The problem stems from the fact that the fuel that comes out of the transfer ports is supplied by the idle jets but it's not controlled by the mixture screw, the screw only regulates the fuel delivery out of the idle port.
Don't know how the Keikin CVK's are ,but here's a view of those ports on a Mikuni BST:
The keihin have those too. The idle was hanging up a bit.
I had the screws at 2 but was getting a lot of popping in the carbs. Get down to one and it really pops. Almost stalls. Took it up 4 to see the upper end but it didn't seem to affect the idle.
https://vimeo.com/164950233 video of the idle after my 10 minute ride from work. Idle was 100 so rpm higher when I parked it last night and I haven't touched the idle screw.
Forchetto, I gave a few revs and it doesn't seem to be hanging up.
yea and if you ever saw how low your oil pressure was much below 1200 rpm you would never want to set it that low. You don't need 45 pilots at all in your case 40s might be fine.
cold motor = lean mixture as it warms up mixture gets richer it needs to be set right with motor hot. Everyone gets hung up on how many turns out on fuel screws. Best idle will be had by turning each screw in and out till you get the highest idle speed. These motors are not all ways the same from one side to the other.

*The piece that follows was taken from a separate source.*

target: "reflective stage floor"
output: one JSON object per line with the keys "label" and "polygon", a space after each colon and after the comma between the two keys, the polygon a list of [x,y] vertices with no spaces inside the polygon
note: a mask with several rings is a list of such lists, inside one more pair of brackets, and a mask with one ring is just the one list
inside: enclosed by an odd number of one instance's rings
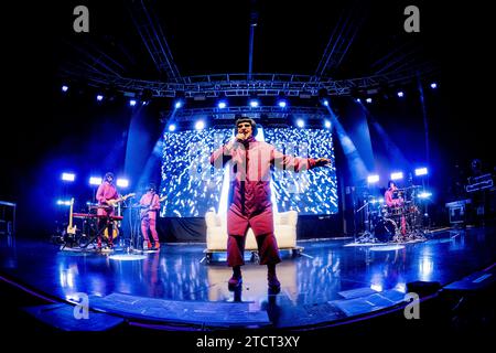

Still don't know. Most of the odd behavior is gone. Rpm isn't dropping off as it warms up. Most off the carb pop is gone. A lot of it went away after putting fresh fuel in the bike.
Still getting an occasional carb spit at idle and sometimes when giving a quick snap of the throttle off idle.
Idle mixture screws don't like anything under 2.5 turns. Idle gets rough. Best idle is at 3. Don't get much response after that.
Another update. Tried another round of leak checking and I think I found one on the inside by the carbs. Wasn't sure if it was the boot or the throttle shaft that was leaking. Was full tight on the clamps and yet the carbs were strangely loose and able to pull out. Found the boots inner diameter are slightly larger than the old ones. ????? Does the EFI's have bigger boots? Slapped the old ones on with new clamps. Had a couple misses when the idle is around 1000 but not like the big spits I was getting.